191010-26-Nazare-25-Beach

Portugal – 191010 Nazare

TODAY’S TOURING

Today was supposed to be an easy day, but we still walked >15,000 steps. It was chores day:

  • Wash clothes
  • Pay bills
  • Backup photos
  • ATM for more Euros

We took a meandering, walking tour of Nazare and Sitio:

  • Walk beach
    • No one swimming, waves too large
    • Life guards on ATV & wearing high visibility keeping people away from the water
    • The beach board walk being removed for the season
  • ATM for Euros (€1 => USA $1.22; not a good rate) 🙁
  • Visited the Tourist Information office; map; things to see
  • Found historic wooden boats on the beach
  • Found ladies drying fish on the beach
  • Sitio (on cliffs above Nazare)
    •  Funicular from Nazare
      • €1.80 roundtrip
      • Every 15 minutes
      • Operator sells tickets, no ticket both active in the off-season(?)
    • View Nazare from cliff edge
    • Walk to Lighthouse/fort/surfing museum
    • Slight down hill walk from the top of the cliff to the Surf museum/display in Lighthouse/fort
      • Nazare has the Guinness record for largest wave surfed by a man and by a woman
      • Tuk-tuk (€2.5/person) from the museum to the top of the cliff and the square; last trip of the day 🙂
      •  Visited the church
        • €Euro 1 to tour the tiles & Statue of the Black Madonna
    • Funicular back to Nazare & returned to apartment to restaurant

Dinner at – Taberna Da Praia

  • Pretty sunset with sun showing through the mist/haze
  • Marty: cod fish
  • Stephen: T-Bone steak & shrimp bread soup

REFERENCES

Farol (Lonely Planet)

This amazing lighthouse (famous for its backdrop when Garrett McNamara and surfers are in the high seas) is a lovely place to visit, especially as the sun  is setting. It has a small explanation of the geological reasons for the ocean’s high seas.

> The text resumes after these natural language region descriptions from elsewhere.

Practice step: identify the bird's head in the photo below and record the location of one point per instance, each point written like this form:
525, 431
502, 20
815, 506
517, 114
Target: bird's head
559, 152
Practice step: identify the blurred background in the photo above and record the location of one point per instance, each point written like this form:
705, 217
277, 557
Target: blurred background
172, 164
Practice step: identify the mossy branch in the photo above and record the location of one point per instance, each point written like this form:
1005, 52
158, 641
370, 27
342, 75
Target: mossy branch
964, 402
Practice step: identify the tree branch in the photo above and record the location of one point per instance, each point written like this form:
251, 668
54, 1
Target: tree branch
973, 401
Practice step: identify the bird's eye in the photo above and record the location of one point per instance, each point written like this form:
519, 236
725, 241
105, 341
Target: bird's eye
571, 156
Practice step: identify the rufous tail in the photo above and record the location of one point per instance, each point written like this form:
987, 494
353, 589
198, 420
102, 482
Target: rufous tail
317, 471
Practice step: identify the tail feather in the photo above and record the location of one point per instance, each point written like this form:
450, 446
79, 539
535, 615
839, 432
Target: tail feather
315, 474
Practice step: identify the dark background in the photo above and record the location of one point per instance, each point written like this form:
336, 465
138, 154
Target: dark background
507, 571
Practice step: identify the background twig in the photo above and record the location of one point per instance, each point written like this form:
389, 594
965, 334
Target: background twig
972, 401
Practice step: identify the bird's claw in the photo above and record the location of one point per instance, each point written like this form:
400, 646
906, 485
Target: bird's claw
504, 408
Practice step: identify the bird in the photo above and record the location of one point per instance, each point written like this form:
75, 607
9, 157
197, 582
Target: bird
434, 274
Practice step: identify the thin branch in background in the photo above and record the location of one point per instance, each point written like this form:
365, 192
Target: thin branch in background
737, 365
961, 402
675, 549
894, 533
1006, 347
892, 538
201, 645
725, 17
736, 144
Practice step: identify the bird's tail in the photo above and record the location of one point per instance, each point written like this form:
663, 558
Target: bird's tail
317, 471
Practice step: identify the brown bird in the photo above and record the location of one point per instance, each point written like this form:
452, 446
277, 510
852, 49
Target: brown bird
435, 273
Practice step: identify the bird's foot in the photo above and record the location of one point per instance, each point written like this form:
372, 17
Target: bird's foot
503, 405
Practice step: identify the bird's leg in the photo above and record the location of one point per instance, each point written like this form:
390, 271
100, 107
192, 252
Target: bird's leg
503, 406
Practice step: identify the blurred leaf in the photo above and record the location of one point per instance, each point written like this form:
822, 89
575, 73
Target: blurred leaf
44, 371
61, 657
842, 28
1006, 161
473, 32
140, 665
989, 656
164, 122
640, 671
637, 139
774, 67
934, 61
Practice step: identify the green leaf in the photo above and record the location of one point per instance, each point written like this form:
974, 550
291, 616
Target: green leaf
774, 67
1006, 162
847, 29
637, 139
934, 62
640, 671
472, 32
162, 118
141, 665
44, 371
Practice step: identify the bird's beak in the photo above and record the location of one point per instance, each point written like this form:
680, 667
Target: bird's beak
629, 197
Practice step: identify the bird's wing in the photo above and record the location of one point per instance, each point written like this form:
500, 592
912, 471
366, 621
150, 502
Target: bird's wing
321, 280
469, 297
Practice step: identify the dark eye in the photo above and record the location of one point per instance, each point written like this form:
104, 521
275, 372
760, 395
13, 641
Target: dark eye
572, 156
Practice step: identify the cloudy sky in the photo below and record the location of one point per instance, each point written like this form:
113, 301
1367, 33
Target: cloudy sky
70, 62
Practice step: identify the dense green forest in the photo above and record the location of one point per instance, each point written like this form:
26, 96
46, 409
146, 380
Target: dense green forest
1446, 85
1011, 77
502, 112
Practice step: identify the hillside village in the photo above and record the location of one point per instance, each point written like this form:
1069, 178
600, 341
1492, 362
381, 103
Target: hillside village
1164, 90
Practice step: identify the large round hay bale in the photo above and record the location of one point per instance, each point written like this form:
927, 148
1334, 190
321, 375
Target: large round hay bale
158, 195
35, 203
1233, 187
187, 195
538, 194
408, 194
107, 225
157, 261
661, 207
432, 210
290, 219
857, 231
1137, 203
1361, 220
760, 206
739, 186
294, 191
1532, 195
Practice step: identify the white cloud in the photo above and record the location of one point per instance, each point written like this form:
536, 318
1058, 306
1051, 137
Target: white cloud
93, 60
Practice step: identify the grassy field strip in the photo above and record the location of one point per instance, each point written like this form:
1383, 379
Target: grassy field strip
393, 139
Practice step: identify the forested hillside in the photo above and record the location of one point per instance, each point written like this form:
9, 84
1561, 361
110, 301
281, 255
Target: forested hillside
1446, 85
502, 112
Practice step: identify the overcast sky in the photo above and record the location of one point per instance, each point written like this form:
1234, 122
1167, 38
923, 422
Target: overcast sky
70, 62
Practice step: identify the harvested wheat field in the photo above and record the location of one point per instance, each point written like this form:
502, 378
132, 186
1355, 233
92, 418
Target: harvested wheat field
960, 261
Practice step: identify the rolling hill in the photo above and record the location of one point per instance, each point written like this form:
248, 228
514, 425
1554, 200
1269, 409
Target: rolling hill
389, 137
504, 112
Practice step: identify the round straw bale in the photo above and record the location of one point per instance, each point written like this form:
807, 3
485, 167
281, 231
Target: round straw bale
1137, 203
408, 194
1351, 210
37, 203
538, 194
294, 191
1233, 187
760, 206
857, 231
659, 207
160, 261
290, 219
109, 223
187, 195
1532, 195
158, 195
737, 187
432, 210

Ascensor (Funicular) (Lonely Planet)

Departs to Promontório do Sítio every 15 minutes and every 30 minutes after 8.30pm.

Promontório do Sítio (Lonely Planet)

Until the 18th century the sea covered the present-day site of Nazaré; locals lived at this cliff-top area 110m above the beach. Today this tourist-filled promontory is popular for its tremendous views, the lighthouse and its religious associations. From Rua do Elevador, north of the turismo, an ascensor climbs up the hill to Promontório do Sítio; it’s nice to walk back down, escaping the crowds of trinket-sellers. There are plenty of places to stay and eat up on the cliff-top too.

On a foggy day in 1182, local nobleman Dom Fuas Roupinho was in pursuit of a deer when the animal disappeared off the edge of the Sítio precipice. Dom Fuas cried out to the Virgin, whose sculpture was venerated in a nearby cave, for help, and his horse miraculously stopped right at the cliff’s edge; the mark of one of its horseshoes is still visible. In what is a much-repeated story in the Iberian peninsula, Dom Fuas built the small Hermida da Memória chapel on the edge of the drop-off to commemorate the event and house the sculpture. It was later visited by a number of VIP pilgrims, including Vasco da Gama. The statue is now housed in the grander church across the square.

Igreja de Nossa Senhora da Nazaré (Lonely Planet) 

The 17th-century, baroque Igreja de Nossa Senhora da Nazaré, decorated with attractive Dutch azulejos, is on the Promontório do Sítio and holds the much-venerated sculpture of the Virgin, said to have been made by Joseph himself in Nazareth when Jesus was a baby: hence the name of the town. For €1, you can get up close and personal with the statue itself – it’s not too often that you get the chance to appear in the middle of an altarpiece.

Look out for paintings of a deer in mid-air that refer to the legend of the Virgin’s appearance here. Though the fall was tragic for the animal itself, its look of surprise is difficult not to be bemused by.